28 agosto 2016 ore 11:13, Adriano Scianca
Inquietante atto vandalico contro Bruno Vespa: settanta ceppi di vigneto Primitivo in una proprietà agricola di proprietà del noto giornalista Rai sono stati tagliati abusivamente in contrada Porvica a Lizzano, nel Tarantino, dove Vespa ha circa 7 ettari di vigne. Le modalità farebbero pensare a una sorta di “avvertimento”: i ceppi, infatti, non sono stati tagliati alla base, ma recisi nella parte alta, in modo che i grappoli di uva già giunti a maturazione in questi giorni e pronti per la vendemmia possano essere recuperati. Insomma, una sorta di atto intimidatorio, che però, nel linguaggio simbolico della malavita, non sarebbe stato portato nella sua forma più dura. "La Puglia ha dato il benvenuto alla mia prima vendemmia nella vigna di Lizzano, acquistata lo scorso anno", ha detto Vespa. "Abbiamo tranquillamente vendemmiato il Fiano e poi sono stati tagliati 70 ceppi delle vigne di Primitivo. Si tratta evidentemente di opera di piccoli mafiosi locali. Ma stiano pur sicuri che non mi lascio intimidire". 

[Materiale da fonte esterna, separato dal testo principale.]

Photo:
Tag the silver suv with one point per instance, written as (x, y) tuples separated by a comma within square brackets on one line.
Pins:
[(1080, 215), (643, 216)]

Vespa punto sul vino: 'mafiosi' tagliano 70 ceppi del suo vigneto
Contro il gesto si è schierato il Presidente di Coldiretti Puglia, Gianni Cantele: “Esprimiamo viva condanna per il vile atto ai danni di Vespa che stiamo seguendo nella sua attività di vitivinicoltore e promotore del territorio pugliese - afferma - Le ragioni dovranno essere accertate dagli inquirenti. Resta il fatto che si tratta di un gesto che ha arrecato un danno a Vespa, ma anche all’immagine complessiva di una regione accogliente produttiva, laboriosa che non accetta in alcun modo episodi lesivi di un settore che è asset strategico per lo sviluppo di tutta l’economia pugliese". "Chiediamo a Bruno Vespa di non arrendersi – incalza il Presidente di Coldiretti Taranto, Alfonso Cavallo – a causa di questo atto proditorio, anzi di continuare a testimoniare la bellezza e la produttività del territorio pugliese, di cui è divenuto straordinario testimonial. Purtroppo, non si tratta di un atto isolato, per cui chiediamo alle forze dell’ordine di continuare a vigilare e intensificare l’attività di contrasto alla criminalità che continua ad agire con estrema audacia in provincia di Taranto”.